From Restriction to Incentive: The New Regulatory Approach
Historically, lock-up periods on share transfers in private joint-stock companies served to protect companies from early-stage volatility and to ensure stability in shareholder structure. The new resolution redefines this approach by transitioning from a rigid temporal restriction model to a “transparency-for-flexibility” framework. Under this framework, the lock-up period may be reduced depending on the company’s compliance with governance and disclosure standards.
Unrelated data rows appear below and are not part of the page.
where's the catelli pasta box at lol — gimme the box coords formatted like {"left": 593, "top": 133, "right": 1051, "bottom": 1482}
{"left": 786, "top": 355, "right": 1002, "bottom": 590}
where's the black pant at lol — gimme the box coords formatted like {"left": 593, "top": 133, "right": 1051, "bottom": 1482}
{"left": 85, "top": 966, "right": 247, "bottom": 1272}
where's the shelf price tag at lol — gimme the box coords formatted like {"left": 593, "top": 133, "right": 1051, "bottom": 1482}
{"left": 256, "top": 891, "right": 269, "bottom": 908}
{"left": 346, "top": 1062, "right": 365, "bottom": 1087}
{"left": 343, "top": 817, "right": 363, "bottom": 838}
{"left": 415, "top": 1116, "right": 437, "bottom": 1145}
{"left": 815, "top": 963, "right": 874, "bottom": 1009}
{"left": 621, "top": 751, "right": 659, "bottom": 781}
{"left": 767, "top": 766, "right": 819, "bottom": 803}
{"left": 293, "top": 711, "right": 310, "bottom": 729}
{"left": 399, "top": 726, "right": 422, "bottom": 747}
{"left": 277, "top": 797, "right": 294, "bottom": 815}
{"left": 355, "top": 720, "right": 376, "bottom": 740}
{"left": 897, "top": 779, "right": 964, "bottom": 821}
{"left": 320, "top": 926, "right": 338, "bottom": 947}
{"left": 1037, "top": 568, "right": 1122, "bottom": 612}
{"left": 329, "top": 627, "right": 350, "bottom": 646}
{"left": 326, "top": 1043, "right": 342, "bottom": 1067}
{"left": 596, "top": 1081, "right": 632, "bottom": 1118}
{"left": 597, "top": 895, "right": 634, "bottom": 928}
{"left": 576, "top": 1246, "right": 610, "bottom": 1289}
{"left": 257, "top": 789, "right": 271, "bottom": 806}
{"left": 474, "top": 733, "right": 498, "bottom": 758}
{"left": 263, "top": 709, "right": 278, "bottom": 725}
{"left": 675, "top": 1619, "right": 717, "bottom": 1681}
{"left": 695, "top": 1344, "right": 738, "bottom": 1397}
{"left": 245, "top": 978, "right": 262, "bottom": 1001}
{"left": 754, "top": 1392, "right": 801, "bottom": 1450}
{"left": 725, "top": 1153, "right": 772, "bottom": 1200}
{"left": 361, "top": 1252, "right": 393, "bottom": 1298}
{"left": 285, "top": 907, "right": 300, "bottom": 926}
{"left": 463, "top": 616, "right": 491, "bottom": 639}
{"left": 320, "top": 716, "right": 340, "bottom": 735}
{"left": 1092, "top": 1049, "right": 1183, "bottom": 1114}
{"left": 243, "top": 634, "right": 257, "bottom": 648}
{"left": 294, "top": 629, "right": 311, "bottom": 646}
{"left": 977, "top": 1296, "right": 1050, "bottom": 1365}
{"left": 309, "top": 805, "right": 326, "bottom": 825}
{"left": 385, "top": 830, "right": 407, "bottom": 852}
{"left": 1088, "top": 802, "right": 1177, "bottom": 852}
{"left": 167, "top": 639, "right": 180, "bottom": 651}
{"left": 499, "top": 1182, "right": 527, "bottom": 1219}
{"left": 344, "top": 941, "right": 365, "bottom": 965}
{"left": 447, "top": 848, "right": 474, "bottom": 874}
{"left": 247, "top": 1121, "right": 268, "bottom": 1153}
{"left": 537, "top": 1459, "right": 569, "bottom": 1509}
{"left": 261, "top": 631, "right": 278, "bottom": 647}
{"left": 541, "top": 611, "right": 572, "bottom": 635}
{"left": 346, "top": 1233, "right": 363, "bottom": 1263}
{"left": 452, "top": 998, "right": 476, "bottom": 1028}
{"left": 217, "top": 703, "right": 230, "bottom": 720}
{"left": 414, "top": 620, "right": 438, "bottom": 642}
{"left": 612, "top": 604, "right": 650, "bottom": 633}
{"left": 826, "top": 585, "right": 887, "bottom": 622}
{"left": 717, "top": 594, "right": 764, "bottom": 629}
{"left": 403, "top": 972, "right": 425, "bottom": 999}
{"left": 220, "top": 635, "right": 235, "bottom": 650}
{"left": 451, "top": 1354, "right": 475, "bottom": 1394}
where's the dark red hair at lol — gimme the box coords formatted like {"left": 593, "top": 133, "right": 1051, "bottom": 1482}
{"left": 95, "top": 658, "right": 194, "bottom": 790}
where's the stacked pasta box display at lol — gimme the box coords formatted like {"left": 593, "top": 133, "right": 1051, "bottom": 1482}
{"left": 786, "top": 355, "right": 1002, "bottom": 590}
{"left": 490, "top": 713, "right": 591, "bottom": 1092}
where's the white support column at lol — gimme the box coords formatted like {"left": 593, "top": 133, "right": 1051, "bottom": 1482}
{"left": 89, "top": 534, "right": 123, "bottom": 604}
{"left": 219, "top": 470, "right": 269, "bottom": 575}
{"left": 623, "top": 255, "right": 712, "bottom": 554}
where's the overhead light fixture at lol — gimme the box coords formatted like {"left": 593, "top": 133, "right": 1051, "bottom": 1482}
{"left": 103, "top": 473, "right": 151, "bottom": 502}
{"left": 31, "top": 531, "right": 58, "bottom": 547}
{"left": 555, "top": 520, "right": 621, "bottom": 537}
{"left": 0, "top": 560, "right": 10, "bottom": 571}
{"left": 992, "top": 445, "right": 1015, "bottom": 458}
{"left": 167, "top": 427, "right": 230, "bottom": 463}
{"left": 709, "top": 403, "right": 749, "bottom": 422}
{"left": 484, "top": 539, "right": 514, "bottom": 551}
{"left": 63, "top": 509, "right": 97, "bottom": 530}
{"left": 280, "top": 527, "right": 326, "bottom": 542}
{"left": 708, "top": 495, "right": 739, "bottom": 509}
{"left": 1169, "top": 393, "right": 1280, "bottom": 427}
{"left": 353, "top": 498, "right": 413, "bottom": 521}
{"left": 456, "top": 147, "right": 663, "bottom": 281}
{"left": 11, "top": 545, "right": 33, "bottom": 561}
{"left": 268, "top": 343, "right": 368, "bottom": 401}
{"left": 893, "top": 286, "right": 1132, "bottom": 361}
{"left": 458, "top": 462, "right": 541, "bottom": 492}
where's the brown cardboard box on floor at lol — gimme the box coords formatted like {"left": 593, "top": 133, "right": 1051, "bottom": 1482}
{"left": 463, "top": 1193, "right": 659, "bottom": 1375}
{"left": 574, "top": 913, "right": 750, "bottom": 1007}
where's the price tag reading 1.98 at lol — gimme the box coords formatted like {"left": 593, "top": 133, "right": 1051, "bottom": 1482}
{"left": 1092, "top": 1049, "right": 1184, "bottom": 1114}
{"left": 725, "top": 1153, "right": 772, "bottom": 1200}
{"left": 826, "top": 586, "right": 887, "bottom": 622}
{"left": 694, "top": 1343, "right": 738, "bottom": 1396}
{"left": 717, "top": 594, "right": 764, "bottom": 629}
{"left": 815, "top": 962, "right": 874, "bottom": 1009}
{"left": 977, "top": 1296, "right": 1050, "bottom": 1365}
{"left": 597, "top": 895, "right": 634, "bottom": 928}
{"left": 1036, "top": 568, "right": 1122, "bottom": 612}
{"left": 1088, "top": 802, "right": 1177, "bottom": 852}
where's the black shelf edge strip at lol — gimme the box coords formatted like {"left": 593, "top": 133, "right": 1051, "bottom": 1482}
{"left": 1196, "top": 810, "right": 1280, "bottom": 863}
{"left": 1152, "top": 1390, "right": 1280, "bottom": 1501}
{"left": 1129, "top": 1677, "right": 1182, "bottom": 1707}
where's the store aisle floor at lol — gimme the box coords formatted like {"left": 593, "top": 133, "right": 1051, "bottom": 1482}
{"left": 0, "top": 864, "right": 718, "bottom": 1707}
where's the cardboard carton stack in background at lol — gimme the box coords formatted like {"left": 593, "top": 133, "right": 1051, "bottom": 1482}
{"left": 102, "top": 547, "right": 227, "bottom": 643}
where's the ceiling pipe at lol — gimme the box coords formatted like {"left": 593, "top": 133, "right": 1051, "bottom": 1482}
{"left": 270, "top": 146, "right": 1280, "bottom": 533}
Three Mechanisms for Reducing the Lock-Up Period
The resolution establishes three primary pathways through which the lock-up period may be shortened, thereby incentivizing improved management efficiency and regulatory compliance:
1. Financial Transparency Pathway:
The lock-up period may be reduced to seven (7) months where the company commits to publishing reviewed quarterly financial statements. This measure advances gradual alignment with disclosure standards applicable to publicly listed companies.
2. Talent Attraction Pathway:
The lock-up period may be reduced to six (6) months for employee incentive shares, reflecting a policy orientation supportive of startups and technology-driven enterprises by enabling employees to hold and liquidate equity-based compensation instruments.
3. Professional Investment Pathway:
Professional investors may be granted exit flexibility after six (6) months when utilizing multiple share classes, thereby enhancing the UAE’s attractiveness to venture capital funds and other sophisticated investment vehicles.
Developments in Transaction Structuring (Drag-Along and Tag-Along Rights)
The resolution expressly recognizes internationally accepted contractual mechanisms, particularly Drag-Along Rights and Tag-Along Rights, as exceptions to share transfer restrictions. This recognition facilitates smoother exit transactions and the sale of companies to strategic investors, while improving clarity and enforceability of exit strategies.
Governance and Regulatory Compliance Requirements
The resolution requires companies to notify the Ministry of Economy and relevant authorities within ten (10) business days of completing any share transfer transaction. This requirement is intended to ensure the timely updating of commercial registers, enhance transparency, and prevent unregulated secondary trading outside the legal framework, thereby safeguarding the rights of shareholders and stakeholders.
Expected Economic Impact
The repeal of Ministerial Resolution No. (50) of 2025 and its replacement with this new resolution is expected to enhance liquidity within private companies. Anticipated outcomes include:
- Increased merger and acquisition activity;
- Encouragement of family-owned businesses to convert into private joint-stock companies with greater ease of introducing strategic partners; and
- Strengthening the UAE’s competitiveness as a flexible and investment-friendly legal jurisdiction.
Ministerial Resolution No. (83) of 2026 reflects the UAE’s continued efforts to modernize its corporate regulatory framework in line with the “We the UAE 2031” vision. It seeks to strike a balanced approach between preserving corporate stability and enabling shareholder liquidity, thereby reinforcing the country’s position as a leading business and investment hub in the region.